Research output: Contribution to journalArticlepeer-review


Diet is strongly associated with risk for first stroke. In particular, observational and experimental research suggests that a Mediterranean-type diet may reduce risk for first ischemic stroke with an effect size comparable to statin therapy. These data for first ischemic stroke suggest that diet may also be associated with risk for recurrent stroke and that diet modification might represent an effective intervention for secondary prevention.
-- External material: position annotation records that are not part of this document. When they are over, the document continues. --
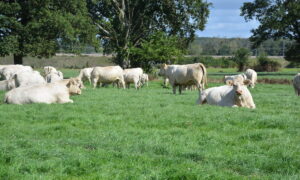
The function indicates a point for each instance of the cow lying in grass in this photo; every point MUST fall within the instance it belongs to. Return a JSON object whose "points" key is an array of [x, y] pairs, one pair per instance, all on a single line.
{"points": [[234, 94], [133, 75], [85, 74], [108, 74], [44, 93], [184, 75]]}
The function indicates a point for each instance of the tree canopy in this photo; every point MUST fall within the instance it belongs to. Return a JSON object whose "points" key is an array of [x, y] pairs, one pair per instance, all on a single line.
{"points": [[278, 19], [158, 48], [37, 27], [124, 23]]}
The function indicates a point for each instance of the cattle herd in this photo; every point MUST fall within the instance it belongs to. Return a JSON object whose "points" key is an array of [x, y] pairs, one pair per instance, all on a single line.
{"points": [[25, 85]]}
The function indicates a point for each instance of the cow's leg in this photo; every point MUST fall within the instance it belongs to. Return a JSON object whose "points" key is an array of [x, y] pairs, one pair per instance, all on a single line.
{"points": [[95, 81], [180, 89], [174, 89], [122, 83], [89, 79], [202, 98], [64, 99]]}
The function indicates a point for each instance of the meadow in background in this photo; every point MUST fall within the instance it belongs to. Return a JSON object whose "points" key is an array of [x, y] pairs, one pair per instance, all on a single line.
{"points": [[111, 133]]}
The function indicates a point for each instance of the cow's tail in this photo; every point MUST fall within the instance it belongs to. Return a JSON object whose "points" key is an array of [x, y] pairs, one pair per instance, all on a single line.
{"points": [[204, 79], [80, 74], [6, 98]]}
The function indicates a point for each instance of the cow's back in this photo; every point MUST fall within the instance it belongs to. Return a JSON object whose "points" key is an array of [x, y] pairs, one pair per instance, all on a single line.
{"points": [[108, 74]]}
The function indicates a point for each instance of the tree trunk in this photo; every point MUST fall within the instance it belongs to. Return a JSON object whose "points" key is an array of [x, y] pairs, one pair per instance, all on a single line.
{"points": [[18, 59], [122, 58]]}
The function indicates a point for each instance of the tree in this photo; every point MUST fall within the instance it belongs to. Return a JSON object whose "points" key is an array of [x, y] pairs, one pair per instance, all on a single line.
{"points": [[241, 58], [278, 19], [158, 48], [126, 22], [37, 27]]}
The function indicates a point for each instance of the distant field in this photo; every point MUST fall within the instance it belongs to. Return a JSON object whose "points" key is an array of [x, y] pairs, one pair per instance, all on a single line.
{"points": [[112, 133], [62, 61]]}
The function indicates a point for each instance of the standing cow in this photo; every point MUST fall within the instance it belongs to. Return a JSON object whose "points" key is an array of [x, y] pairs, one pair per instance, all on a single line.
{"points": [[296, 84], [108, 74], [43, 93], [145, 79], [239, 77], [133, 75], [251, 75], [85, 74], [234, 94], [184, 75]]}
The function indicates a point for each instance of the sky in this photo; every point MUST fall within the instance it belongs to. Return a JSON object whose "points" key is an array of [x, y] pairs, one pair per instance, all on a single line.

However, research on dietary pattern after stroke is limited and direct experimental evidence for a therapeutic effect in secondary prevention does not exist. The uncertain state of science in this area is reflected in recent guidelines on secondary stroke prevention from the American Heart Association, in which the Mediterranean-type diet is listed with only a class IIa recommendation (level of evidence C). To change guidelines and practice, research is needed, starting with efforts to better define current nutritional practices of stroke patients. Food frequency questionnaires and mobile applications for real-time recording of intake are available for this purpose. Dietary strategies for secondary stroke prevention are low risk, high potential, and warrant further evaluation.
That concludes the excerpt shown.